Camelot Resurgent
Page 2
‘Good job,’ The fighter Daven says.
‘Hurry,’ Grimdark says, pushing forwards. They follow him and see the alcove to the left. I know there’s a crush trap there, and so does the rogue. He’s not bad actually. Once again, he makes Grimdark stand back while he disarms the trap and gets the key.
‘Thanks for the xp,’ Melanie says happily.
Bilbo gives a mock salute and grins.
‘Come on!’ Grimdark yells, striding into the dark.
The wizard Tigorno mutters to Daven the fighter, ‘He’s a liability.’
Daven sighs but they follow Grimdark down the sloping corridor. There’s a locked door at the bottom but they’ve got the key. I hear it turn in the lock. They enter a dark room. I’m right behind them. I know what’s happening but they don’t. There’s a hissing sound. The rogue notices it at the same time as Melanie the Cleric.
‘It very dark in here,’ Daven says.
‘What’s that noise?’ Tigorno asks.
‘What noise?’ Grimdark shakes his head. ‘Wissard is useless. Where is light spell?’
But Tigorno’s preoccupied; he’s looking all around. Grimdark grunts in condemnation. ‘No problemo. I have torch in my backpack,’ and he begins to rummage in his pack.
Treebeard the druid speaks for the first time, ‘I’ve got a light spell — Faerie Fire.’

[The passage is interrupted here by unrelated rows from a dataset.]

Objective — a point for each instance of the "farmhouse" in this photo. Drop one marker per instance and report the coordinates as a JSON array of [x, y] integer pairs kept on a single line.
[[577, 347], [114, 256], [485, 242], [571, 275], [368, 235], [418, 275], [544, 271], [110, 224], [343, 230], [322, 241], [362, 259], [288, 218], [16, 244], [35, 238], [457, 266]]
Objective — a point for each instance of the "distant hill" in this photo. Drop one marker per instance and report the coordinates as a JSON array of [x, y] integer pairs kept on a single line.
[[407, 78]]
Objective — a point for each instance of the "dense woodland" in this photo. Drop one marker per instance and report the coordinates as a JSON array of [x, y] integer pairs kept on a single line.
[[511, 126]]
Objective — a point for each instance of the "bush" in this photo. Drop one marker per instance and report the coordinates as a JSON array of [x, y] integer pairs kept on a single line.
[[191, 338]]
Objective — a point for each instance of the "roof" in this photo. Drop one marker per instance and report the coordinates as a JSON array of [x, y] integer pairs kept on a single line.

Melanie shakes her head. ‘I’d go easy on the fire.’
‘Yeah, smells like gas of some kind,’ Bilbo says.
‘It’s okay,’ Treebeard says. ‘My spell isn’t inflammatory. It’s more like a phosphorescence.’
Melanie nods. ‘Ah okay. That should be fine.’
‘Yeah,’ Bilbo agrees. ‘Go for it.’
‘Then we can see where the hell we are,’ Daven says.
Grimdark pulls out a torch from his pack, puts it between his knees and gets out a flint and steel. ‘Good. Just a second.’
They all turn to stare at him, but there’s a spark as Grimdark strikes the flint against the steel and an almighty boom as the gas ignites and blows them to kingdom come.
Bilbo is slain by explosion: 250 xp
Melanieoxoxo is slain by explosion: 350 xp
Daven is slain by explosion: 350 xp
Tigorno is slain by explosion: 350 xp
I hear somebody stumbling around in the smoke, coughing uncontrollably. ‘What happen?’ Grimdark asks.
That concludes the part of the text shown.